PUBLIÉS début octobre dans l'édition en langue anglaise du « JAMA » (1), les résultats de la métaanalyse évaluant les thérapies psychodynamiques de longue durée ont été largement commentés outre-Atlantique, «peut-être marquent-ils un certain retour en grâce de la psychanalyse ou tout au moins le retour de la place centrale de la subjectivité du patient, explique le Pr Bruno Falissard. Il n'est pas rien que cet article ait été publié dans un organe majeur de communication de la médecine aux États-Unis, qui, de plus, est appuyé par un éditorial élogieux. Ce qui va bien sûr à l'encontre de la doxa que l'on avait l'habitude d'entendre.» Il faut souligner que cette revue quantitative de la littérature répond à une rigueur méthodologique, qui n'est pas si évidente à obtenir en pratique. Certes, elle a des limites, qui tiennent au principe même de la métaanalyse, en l'occurrence au fait que les essais négatifs, non publiés en général, ne sont de facto pas pris en compte.
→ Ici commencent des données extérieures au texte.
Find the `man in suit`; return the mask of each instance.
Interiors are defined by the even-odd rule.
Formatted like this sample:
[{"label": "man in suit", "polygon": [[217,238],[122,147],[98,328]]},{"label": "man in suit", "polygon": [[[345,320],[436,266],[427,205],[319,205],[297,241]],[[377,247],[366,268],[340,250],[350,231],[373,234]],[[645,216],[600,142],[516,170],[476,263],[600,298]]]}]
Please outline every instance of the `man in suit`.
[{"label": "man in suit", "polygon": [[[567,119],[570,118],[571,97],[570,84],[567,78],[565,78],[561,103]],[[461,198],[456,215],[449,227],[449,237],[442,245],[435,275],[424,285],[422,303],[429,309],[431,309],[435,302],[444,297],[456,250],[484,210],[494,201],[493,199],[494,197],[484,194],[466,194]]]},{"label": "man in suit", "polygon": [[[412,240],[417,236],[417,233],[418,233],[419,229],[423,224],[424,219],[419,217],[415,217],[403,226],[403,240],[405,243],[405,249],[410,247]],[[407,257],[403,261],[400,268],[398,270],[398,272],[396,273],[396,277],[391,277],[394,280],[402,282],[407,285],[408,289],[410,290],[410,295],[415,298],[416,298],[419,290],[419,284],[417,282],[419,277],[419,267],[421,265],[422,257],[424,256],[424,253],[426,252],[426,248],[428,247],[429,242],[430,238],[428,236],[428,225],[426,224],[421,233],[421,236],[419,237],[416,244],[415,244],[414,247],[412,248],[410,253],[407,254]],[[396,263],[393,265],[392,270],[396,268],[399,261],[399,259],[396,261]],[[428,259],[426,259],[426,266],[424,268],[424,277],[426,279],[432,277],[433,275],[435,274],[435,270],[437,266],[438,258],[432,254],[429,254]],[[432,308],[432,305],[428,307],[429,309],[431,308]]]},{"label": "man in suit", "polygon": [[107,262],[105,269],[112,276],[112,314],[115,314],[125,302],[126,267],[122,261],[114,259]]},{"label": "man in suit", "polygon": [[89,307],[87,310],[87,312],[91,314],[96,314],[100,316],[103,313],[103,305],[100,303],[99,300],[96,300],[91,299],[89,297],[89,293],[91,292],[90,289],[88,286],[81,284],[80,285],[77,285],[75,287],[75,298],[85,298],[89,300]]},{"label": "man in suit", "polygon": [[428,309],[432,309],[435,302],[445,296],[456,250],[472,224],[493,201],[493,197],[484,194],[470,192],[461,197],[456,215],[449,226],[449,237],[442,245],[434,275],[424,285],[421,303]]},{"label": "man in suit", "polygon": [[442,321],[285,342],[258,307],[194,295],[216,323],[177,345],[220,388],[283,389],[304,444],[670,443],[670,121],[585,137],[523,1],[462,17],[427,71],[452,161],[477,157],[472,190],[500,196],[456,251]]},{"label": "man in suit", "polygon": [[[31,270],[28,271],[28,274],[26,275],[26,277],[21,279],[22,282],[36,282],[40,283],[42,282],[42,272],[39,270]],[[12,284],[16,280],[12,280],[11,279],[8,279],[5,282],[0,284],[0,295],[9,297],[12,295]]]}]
Essais randomisés et études observationnelles.
L'analyse a porté sur 23 études, 11 essais randomisés et 12 études observationnelles, qui ont inclus plus de 1 000 patients présentant des troubles mentaux complexes, comme des troubles de la personnalité, des troubles mentaux chroniques, des troubles mentaux comorbides. «Afin de limiter l'impact du caractère“un peu flou” de cette définition, les données ont été recueillies par deux méthodologistes indépendants avec évaluation d'un accord inter-juge.»
Seules les psychothérapies dynamiques individuelles d'une durée supérieure à un an, ou 50 sessions, ont été comparées aux traitements contrôles, le plus souvent des psychothérapies brèves, parfois cognitives. L'analyse des données, qui portaient sur de nombreux critères, selon une méthodologie, là encore correcte, donne des résultats convergents et conclusifs : après thérapie psychodynamique de longue durée, les patients vont mieux. Par ailleurs, en se fondant sur un large faisceau de critères, le traitement au long cours fait plutôt mieux que l'ensemble des autres approches. «Enfin, ces patients, souligne Bruno Falissard, ont un profil qui correspond à celui de ceux rencontrés en consultation, notamment en pratique libérale.» Un élément qui donne encore plus de pertinence clinique à ce travail.
Des arguments pour un traitement intensif.
«Une donnée très importante de cette métaanalyse est la corrélation entre le niveau d'efficacité de la thérapie et non pas sa durée, mais le nombre de séances. Les patients ont bénéficié en moyenne de 130séances, dont les bénéfices ont été d'autant plus marqués qu'elles étaient rapprochées. Cela est tout à fait pertinent cliniquement et doit nous inciter à concentrer les soins plutôt qu'à les saupoudrer, poursuit Bruno Falissard.
Ce travail est également porteur d'enseignements utiles à notre réflexion sur l'évaluation des psychothérapies: 1) de tels essais sont possibles ; 2) ils ont bien entendu des limites (quid d'un placebo de psychothérapie, quid de la généralisation des résultats à la vraie vie, problème fréquemment rencontré dans les études randomisées). Il faut donc envisager des approches complémentaires, comme des études longitudinales de suivi de cas.»
D'après un entretien avec le Pr Bruno Falissard, université Paris-Sud, INSERM U 669, Maison de Solenn, Paris.
(1) Effectiveness of long-term psychodynamic-psychotherapy. Falk Leichsenring, Sven Rabung. JAMA. 2008;300(13):1551-65.